For over 150 years the home of the prominent Ridgely family, Hampton is among the largest and most elaborate post-Revolutionary War houses in Maryland, if not the country. The massively scaled late-Georgian house encompasses a three-story, two-pile, central-passage main block flanked by hyphenated wings to form a five-part composition. The design was a collaboration between original owner Captain Charles Ridgely and master carpenter-builder Jehu Howell. It is built of rubble stone quarried on-site with a stuccoed finish scored to resemble ashlar believed to be original to the house. Its octagonal cupola likewise represents an early domestic use, providing extensive vistas of the landscaped gardens. The exterior is indicative of the most refined Georgian houses comprising identical central pavilions with two-story pedimented porticos at both carriage and garden facades, ornamented slab chimneys, a Palladian window in the pediments, and Chippendale railings on the porticos. To one side of the broad central passage are drawing and music rooms, and to the other, dining and sitting rooms flanking the stair hall; the pantry and kitchen are in one hyphenated wing and an office and laundry in the other.
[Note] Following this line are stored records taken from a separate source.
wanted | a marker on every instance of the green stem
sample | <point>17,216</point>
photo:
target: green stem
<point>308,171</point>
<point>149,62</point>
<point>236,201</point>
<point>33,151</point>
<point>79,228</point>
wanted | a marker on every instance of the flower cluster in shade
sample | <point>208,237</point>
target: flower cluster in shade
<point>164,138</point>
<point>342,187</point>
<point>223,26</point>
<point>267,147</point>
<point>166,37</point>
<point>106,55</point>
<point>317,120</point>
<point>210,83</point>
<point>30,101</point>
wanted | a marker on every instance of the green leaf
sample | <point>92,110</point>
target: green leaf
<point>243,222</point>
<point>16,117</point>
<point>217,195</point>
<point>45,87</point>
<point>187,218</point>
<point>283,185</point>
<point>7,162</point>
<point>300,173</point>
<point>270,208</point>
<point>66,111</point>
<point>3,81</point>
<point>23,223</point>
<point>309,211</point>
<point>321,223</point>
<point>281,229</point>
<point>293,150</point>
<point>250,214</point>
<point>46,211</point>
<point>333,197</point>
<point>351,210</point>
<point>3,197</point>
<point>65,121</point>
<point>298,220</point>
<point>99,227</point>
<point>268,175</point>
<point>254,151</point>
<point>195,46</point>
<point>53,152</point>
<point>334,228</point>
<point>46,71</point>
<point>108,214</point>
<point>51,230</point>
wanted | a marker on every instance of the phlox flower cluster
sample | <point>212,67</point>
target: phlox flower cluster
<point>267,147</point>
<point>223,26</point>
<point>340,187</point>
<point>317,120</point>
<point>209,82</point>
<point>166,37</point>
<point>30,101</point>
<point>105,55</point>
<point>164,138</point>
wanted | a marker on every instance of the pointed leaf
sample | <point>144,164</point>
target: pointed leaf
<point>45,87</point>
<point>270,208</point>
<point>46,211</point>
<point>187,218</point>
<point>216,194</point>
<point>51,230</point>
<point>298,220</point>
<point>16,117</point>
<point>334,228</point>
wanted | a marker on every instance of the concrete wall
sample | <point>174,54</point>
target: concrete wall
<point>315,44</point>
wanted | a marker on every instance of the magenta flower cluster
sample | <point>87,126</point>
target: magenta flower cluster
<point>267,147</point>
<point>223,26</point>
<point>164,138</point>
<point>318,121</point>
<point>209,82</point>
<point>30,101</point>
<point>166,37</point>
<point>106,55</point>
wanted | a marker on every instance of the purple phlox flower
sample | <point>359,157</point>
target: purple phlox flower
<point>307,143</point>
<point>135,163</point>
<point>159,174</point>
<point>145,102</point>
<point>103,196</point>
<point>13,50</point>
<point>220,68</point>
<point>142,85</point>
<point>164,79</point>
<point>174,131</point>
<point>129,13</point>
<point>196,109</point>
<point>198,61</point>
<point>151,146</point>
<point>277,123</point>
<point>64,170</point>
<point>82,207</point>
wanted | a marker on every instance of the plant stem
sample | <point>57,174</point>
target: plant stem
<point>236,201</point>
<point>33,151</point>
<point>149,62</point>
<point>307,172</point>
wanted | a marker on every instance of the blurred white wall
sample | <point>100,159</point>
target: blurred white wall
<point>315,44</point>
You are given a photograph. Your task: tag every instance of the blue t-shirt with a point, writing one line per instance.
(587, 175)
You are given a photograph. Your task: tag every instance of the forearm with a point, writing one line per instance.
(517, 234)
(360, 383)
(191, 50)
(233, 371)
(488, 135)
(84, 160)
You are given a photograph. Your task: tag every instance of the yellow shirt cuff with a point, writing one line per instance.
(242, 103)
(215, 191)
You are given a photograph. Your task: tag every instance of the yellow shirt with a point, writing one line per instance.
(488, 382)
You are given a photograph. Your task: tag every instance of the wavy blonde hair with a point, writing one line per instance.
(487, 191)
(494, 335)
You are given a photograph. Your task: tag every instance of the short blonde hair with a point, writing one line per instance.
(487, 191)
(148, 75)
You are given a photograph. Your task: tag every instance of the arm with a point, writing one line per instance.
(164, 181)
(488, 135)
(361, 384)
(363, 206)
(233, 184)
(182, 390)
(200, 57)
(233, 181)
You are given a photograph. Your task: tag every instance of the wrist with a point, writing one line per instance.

At its height, Hampton encompassed 25,000 acres, with terraced formal gardens, walks and paths, and outbuildings that include an orangery and greenhouse for the cultivation of the estate’s flowers, shrubs, and exotic trees. The Home Farm, unusually sited in full view of the house and likely dating to the Ridgely’s original acquisition in 1745, includes an early Chesapeake house, three stone two-family slave quarters, log quarters, and accompanying farm buildings.
Acquired by the National Park Service in 1948, it was the first property designated a National Historic Site for architectural significance, and it is important for its association with the Ridgely family, merchants, ironmasters, planters, privateers, and politicians who made substantial contributions to the development of Baltimore.